Der politische Charakter beider Proteste ist somit doch sehr unterschiedlich: In Frankreich wird direkt gegen die Gesetzesreform der Regierung protestiert. Die massenhaften Demonstrationen in Deutschland hingegen stellen zwar keine direkte und offene Rechtfertigung der rassistischen Regierungspolitik dar. Da sie aber stark von Teilen der Ampelkoalition um SPD und Grüne getragen werden und die AfD als die zentrale Bedrohung für Migrant:innen in Deutschland darstellen, lenken sie erstens von den rassistischen Vorstößen der Regierung ab und dienen zweitens faktisch geradezu als Legitimation der Regierungspolitik.

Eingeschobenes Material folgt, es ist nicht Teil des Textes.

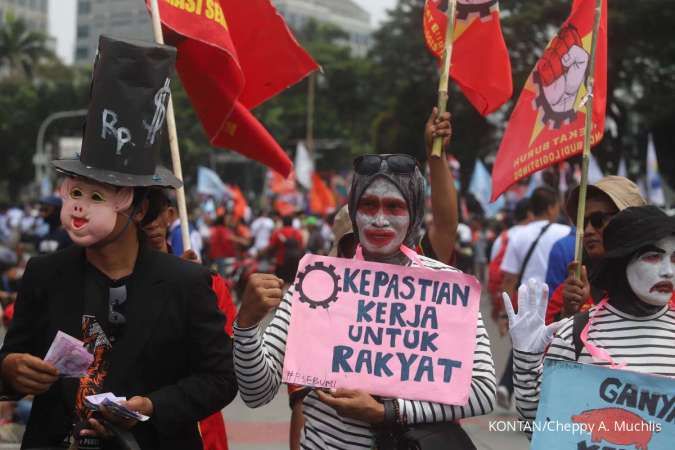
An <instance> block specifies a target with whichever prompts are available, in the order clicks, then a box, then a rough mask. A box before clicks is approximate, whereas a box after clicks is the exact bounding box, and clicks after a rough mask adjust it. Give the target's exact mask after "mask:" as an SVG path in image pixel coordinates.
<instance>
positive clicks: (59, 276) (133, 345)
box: [0, 247, 237, 450]
mask: <svg viewBox="0 0 675 450" xmlns="http://www.w3.org/2000/svg"><path fill="white" fill-rule="evenodd" d="M84 272H85V255H84V250H83V249H82V248H79V247H72V248H68V249H66V250H64V251H61V252H58V253H54V254H52V255H48V256H41V257H35V258H33V259H31V260H30V261H29V262H28V266H27V267H26V271H25V274H24V278H23V282H22V287H21V290H20V292H19V296H18V299H17V301H16V311H15V315H14V319H13V322H12V325H11V327H10V329H9V331H8V333H7V336H6V338H5V343H4V346H3V347H2V349H1V350H0V362H1V361H2V360H3V359H4V357H5V356H6V355H7V354H8V353H30V354H32V355H35V356H37V357H40V358H44V356H45V354H46V353H47V350H48V348H49V346H50V344H51V342H52V340H53V339H54V336H55V335H56V332H57V331H59V330H62V331H63V332H65V333H68V334H69V335H71V336H74V337H76V338H78V339H82V330H81V327H82V315H83V308H84ZM133 277H134V278H133V279H134V282H133V285H134V286H135V288H134V289H133V290H132V291H130V292H129V299H128V303H127V306H128V309H127V311H126V319H127V324H126V325H125V330H124V334H123V336H122V337H121V338H120V339H119V340H118V341H117V342H116V343H115V344H114V347H113V349H112V350H111V353H110V354H109V358H110V368H109V371H108V375H107V377H106V379H105V381H104V385H103V392H113V393H114V394H115V395H117V396H126V397H127V398H131V397H133V396H135V395H142V396H147V397H149V398H150V399H151V400H152V403H153V405H154V414H153V417H152V418H151V420H150V421H148V422H146V423H139V424H138V425H136V426H135V427H134V429H133V433H134V435H135V436H136V439H137V440H138V442H139V444H140V446H141V448H143V449H144V450H145V449H162V450H164V449H176V450H191V449H201V448H202V443H201V438H200V436H199V432H198V429H197V421H198V420H200V419H202V418H204V417H206V416H209V415H210V414H212V413H214V412H215V411H218V410H220V409H222V408H223V407H225V405H227V404H228V403H230V402H231V401H232V400H233V399H234V397H235V396H236V394H237V385H236V378H235V375H234V370H233V362H232V341H231V339H230V338H229V337H228V336H227V334H226V333H225V331H224V325H225V318H224V316H223V315H222V314H221V313H220V311H219V310H218V308H217V305H216V298H215V295H214V293H213V291H212V290H211V275H210V273H209V272H208V271H207V270H206V269H204V268H203V267H201V266H198V265H197V264H193V263H190V262H186V261H183V260H181V259H179V258H177V257H175V256H172V255H167V254H163V253H159V252H156V251H154V250H149V249H142V250H141V251H140V253H139V257H138V261H137V263H136V268H135V270H134V275H133ZM71 385H72V381H71ZM73 402H74V391H72V389H71V388H70V387H68V384H67V382H64V381H62V380H59V381H58V382H56V383H55V384H54V385H52V387H51V388H50V390H49V391H48V392H46V393H45V394H42V395H39V396H37V397H36V398H35V401H34V402H33V409H32V412H31V416H30V419H29V422H28V426H27V428H26V433H25V435H24V438H23V444H22V448H39V447H48V446H50V445H55V444H58V443H59V442H61V441H62V440H63V438H64V436H65V435H66V434H67V432H68V430H69V429H70V428H71V425H72V423H73V419H72V417H73V416H72V414H73V411H72V405H73ZM68 405H70V406H68Z"/></svg>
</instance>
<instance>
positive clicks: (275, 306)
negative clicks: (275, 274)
mask: <svg viewBox="0 0 675 450" xmlns="http://www.w3.org/2000/svg"><path fill="white" fill-rule="evenodd" d="M283 285H284V282H283V280H281V279H280V278H277V277H276V276H274V275H272V274H268V273H254V274H253V275H251V278H249V281H248V284H247V285H246V290H245V291H244V299H243V301H242V304H241V310H240V311H239V316H238V318H237V323H238V325H239V326H240V327H242V328H250V327H253V326H256V325H258V324H259V323H260V321H261V320H263V319H264V318H265V316H266V315H267V314H268V313H269V312H270V311H271V310H273V309H274V308H276V307H277V306H279V303H281V298H282V296H283V292H282V290H281V288H282V287H283Z"/></svg>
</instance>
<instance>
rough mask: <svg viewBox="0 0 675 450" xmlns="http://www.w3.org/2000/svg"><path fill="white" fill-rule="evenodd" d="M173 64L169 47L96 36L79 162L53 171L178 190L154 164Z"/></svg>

Es gilt, Regierungskritik in die Proteste zu tragen
Was folgt daraus? Natürlich bleibt trotzdem wahr, dass die allermeisten Menschen, die momentan gegen AfD und Faschismus auf die Straßen gehen, das aus ehrlicher Abscheu gegen deren menschenfeindliche Rhetorik und rassistische Verschwörungen tun.
Wichtig ist es aber, sich nicht einfach diesem „Aufstand der anständigen Demokrat:innen“ anzuschließen, sondern vor allem aufzuzeigen, dass die Regierung momentan umsetzt, was die AfD seit Jahren fordert: Mehr Abschiebungen, mehr Grenzkontrollen und schärfere Repression gegen Migrant:innen.
Zumindest die Teilnahme von Kanzler Scholz (SPD), Außenministerin Baerbock (Grüne) und anderen Spitzenpolitiker:innen ist vor diesem Hintergrund eine ganz offensichtliche Heuchelei und muss als solche entlarvt werden. Das aufgeflogene „Geheimtreffen“, bei dem die AfD über Möglichkeiten fantasierte, wie sie möglichst viele Migrant:innen aus Deutschland vertreiben könnte, wenn sie denn an die Macht käme, ist damit für die Ampel vor allem eins: Ein willkommener Anlass, um die eigene Wählerbasis zu mobilisieren und aus der politischen Defensive an allen Fronten herauszukommen.
Eine ähnliche Motivation haben Personen wie der anfangs zitierte Benoît Hamon zwar sicherlich auch. Die offene Kritik an der Regierungspolitik bleibt aber eine wichtige Stärke der Proteste in Frankreich, die man in Deutschland momentan meist vergebens sucht.